Remarkably, today almost all of these individuals live in homes
with property titles. As Edward Murphy shows, this transformation
came at a steep price, through an often-violent political and
social struggle that continues to this day.
In analyzing the causes and consequences of this struggle, Murphy
reveals a crucial connection between homeownership and
understandings of proper behavior and governance. This link between
property and propriety has been at the root of a powerful,
contested urban politics central to both social activism and urban
development projects. Through projects of reform, revolution, and
reaction, a right to housing and homeownership has been a
significant symbol of governmental benevolence and poverty
reduction. Under Pinochet's neoliberalism, subsidized housing and
slum eradication programs displaced many squatters, while awarding
them homes of their own. This process, in addition to ongoing forms
of activism, has permitted the vast majority of squatters to live
in homes with property titles, a momentous change of the past
half-century.
This triumph is tempered by the fact that today the urban poor
struggle with high levels of unemployment and underemployment,
significant debt, and a profoundly segregated and hostile urban
landscape.
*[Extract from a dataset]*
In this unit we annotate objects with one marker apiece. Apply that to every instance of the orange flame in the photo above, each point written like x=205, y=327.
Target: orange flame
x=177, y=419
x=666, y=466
They also find it more difficult to mobilize than in the
past, and as homeowners they can no longer rally around the cause
of housing rights.
Citing cultural theorists from Marx to Foucault, Murphy directly
links the importance of home ownership and property rights among
Santiago's urban poor to definitions of Chilean citizenship and
propriety. He explores how the deeply embedded liberal belief
system of individual property ownership has shaped political,
social, and physical landscapes in the city. His approach sheds
light on the role that social movements and the gendered contours
of home life have played in the making of citizenship. It also
illuminates processes through which squatters have received legally
sanctioned homes of their own, a phenomenon of critical importance
in cities throughout much of Latin America and the Global South.